Между прочим, Шолохов заслуживает внимания гораздо более, чем ему изволят оказывать. Просвещенная общественность столиц как-то демонстративно не очень жалует классика, если не сказать отмахивается от него. Как-то не очень он сегодня ко двору. Впрочем, Шолохов тоже не особенно заискивал перед белокаменной, что не помешало ему стать культурной величиной, которую столица обречена почитать. «Слона-то я и не приметил» – это хорошая мина при плохой, хотя и забавной, игре.

Всему свое время – время игнорировать и время почитать.

2

В романе сосуществуют много правд, однако они парадоксальным образом не противоречат Истине, более того, они обогащают ее, находя основу для совмещения. Постараемся более детально и развернуто обозначить тему Шолохова, которую он заключил в метафизическую триаду Красота – Добро – Истина.

Начнем с мифа, прилипшего к советскому классику. Вот типичное, можно сказать, расхожее суждение, которое строится на принципе «здесь двух мнений быть не может». Все ясно и прозрачно: ««Тихий Дон» – это первая мировая война, революция, гражданская война. В России – это эпоха величайшего взрыва народной энергии, который, хотели они этого или не хотели, отметили все сейсмографы земного шара. Это эпоха великих решений и великих дел. И в то же время эпоха громадных противоречий и людских трагедий.

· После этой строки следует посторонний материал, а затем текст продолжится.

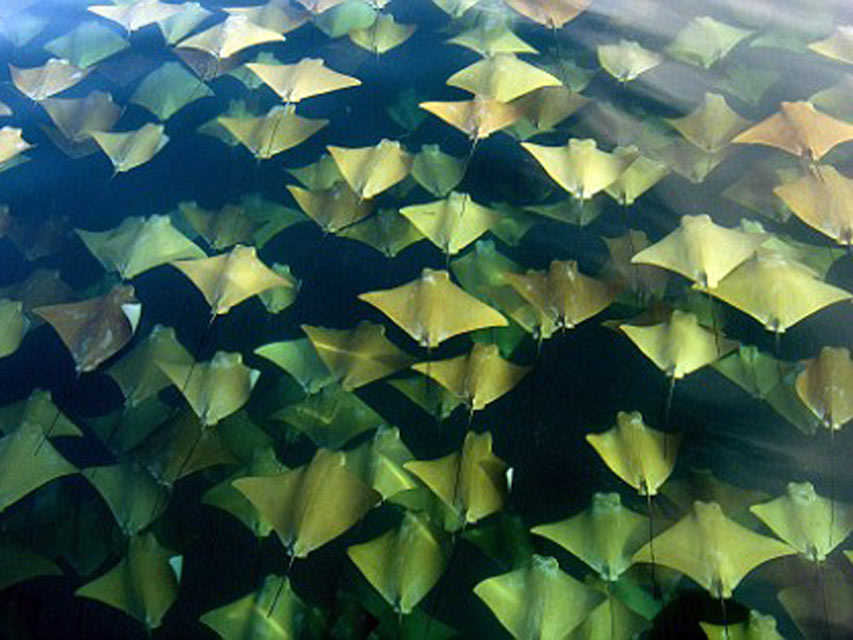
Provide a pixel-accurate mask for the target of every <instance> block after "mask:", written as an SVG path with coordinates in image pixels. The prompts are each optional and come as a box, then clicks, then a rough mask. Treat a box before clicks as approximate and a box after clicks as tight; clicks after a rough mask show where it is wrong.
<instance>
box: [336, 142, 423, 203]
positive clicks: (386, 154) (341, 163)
mask: <svg viewBox="0 0 853 640" xmlns="http://www.w3.org/2000/svg"><path fill="white" fill-rule="evenodd" d="M326 150H327V151H328V152H329V154H330V155H331V156H332V158H334V160H335V164H336V165H338V170H339V171H340V172H341V175H342V176H343V177H344V179H345V180H346V181H347V184H349V186H350V188H351V189H352V190H353V191H354V192H355V193H356V194H357V195H358V197H359V198H361V199H362V200H369V199H370V198H372V197H374V196H376V195H378V194H380V193H382V192H383V191H386V190H388V189H390V188H391V187H393V186H394V185H395V184H397V183H398V182H402V181H403V180H404V179H405V178H406V176H408V175H409V172H410V171H411V169H412V156H411V154H409V153H408V152H407V151H406V150H405V149H404V148H403V146H402V145H401V144H400V143H399V142H397V141H396V140H388V139H387V138H383V139H382V140H380V141H379V142H378V143H377V144H375V145H373V146H370V147H357V148H348V147H335V146H328V147H326Z"/></svg>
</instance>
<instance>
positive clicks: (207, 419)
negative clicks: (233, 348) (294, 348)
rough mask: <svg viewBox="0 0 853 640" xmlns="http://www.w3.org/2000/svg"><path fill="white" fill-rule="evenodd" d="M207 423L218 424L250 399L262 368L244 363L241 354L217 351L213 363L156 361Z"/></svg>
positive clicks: (214, 354)
mask: <svg viewBox="0 0 853 640" xmlns="http://www.w3.org/2000/svg"><path fill="white" fill-rule="evenodd" d="M155 363H156V365H157V366H158V367H159V368H160V370H161V371H162V372H163V373H164V374H165V375H166V377H168V378H169V380H171V381H172V384H174V385H175V386H176V387H178V390H179V391H180V392H181V394H182V395H183V396H184V398H186V400H187V402H188V403H189V404H190V406H191V407H192V409H193V411H194V412H195V414H196V415H197V416H198V417H199V418H200V419H201V421H202V424H204V425H205V426H211V425H215V424H216V423H217V422H219V421H220V420H222V419H223V418H225V417H226V416H228V415H230V414H232V413H234V412H235V411H237V410H238V409H240V407H242V406H243V405H244V404H246V402H248V400H249V395H250V394H251V393H252V389H253V388H254V386H255V383H256V382H257V380H258V377H259V376H260V371H258V370H256V369H250V368H249V367H247V366H246V365H244V364H243V358H242V357H241V355H240V354H239V353H231V352H225V351H217V352H216V354H214V356H213V358H212V359H211V360H210V361H209V362H204V363H197V362H195V361H190V362H187V361H185V360H183V359H177V360H176V359H172V358H171V357H169V356H167V357H166V358H164V359H163V360H155Z"/></svg>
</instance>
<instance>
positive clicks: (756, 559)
mask: <svg viewBox="0 0 853 640" xmlns="http://www.w3.org/2000/svg"><path fill="white" fill-rule="evenodd" d="M794 553H796V552H795V551H794V550H793V549H792V548H791V547H789V546H788V545H787V544H785V543H784V542H780V541H779V540H776V539H775V538H769V537H767V536H763V535H760V534H758V533H754V532H752V531H750V530H749V529H747V528H746V527H742V526H741V525H739V524H737V523H736V522H734V521H733V520H731V519H729V518H727V517H726V516H725V515H723V512H722V510H721V509H720V506H719V505H718V504H717V503H716V502H701V501H699V500H697V501H696V502H694V503H693V510H692V512H691V513H690V514H688V515H687V516H685V517H684V518H682V519H681V520H679V521H678V522H677V523H675V524H674V525H673V526H672V527H670V528H669V529H667V530H666V531H664V532H663V533H662V534H660V535H659V536H656V537H655V539H654V562H656V563H658V564H661V565H663V566H665V567H670V568H672V569H675V570H676V571H680V572H681V573H683V574H685V575H686V576H688V577H689V578H691V579H692V580H694V581H695V582H697V583H698V584H699V585H701V586H702V587H703V588H705V589H706V590H707V591H708V592H709V593H710V594H711V597H713V598H731V597H732V591H733V590H734V589H735V588H736V587H737V586H738V585H739V584H740V582H741V581H742V580H743V579H744V577H746V575H747V574H748V573H749V572H750V571H752V570H753V569H755V568H756V567H757V566H759V565H761V564H764V563H765V562H768V561H770V560H773V559H775V558H781V557H783V556H788V555H792V554H794ZM634 561H635V562H651V561H652V552H651V545H650V543H647V544H646V545H645V546H644V547H643V548H642V549H640V550H639V551H638V552H637V553H636V554H634Z"/></svg>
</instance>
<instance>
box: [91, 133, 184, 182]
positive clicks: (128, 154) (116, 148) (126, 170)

…Взгляд Шолохова на эпоху ясен, он исключает возможность разных истолкований: революция должна была свершиться, и в гражданской войне должны были победить те, за кем стояла правда истории, – красные.» (Симонов К.М. Цит. по: Шолохов М.А. Собр. соч. в 8 т. – М., Изд. «Правда», 1980. – С.11. Роман «Тихий Дон» цитируется по этому же изданию; жирным шрифтом выделено мной, курсив автора; в скобках указаны книга, часть и глава – А.А.)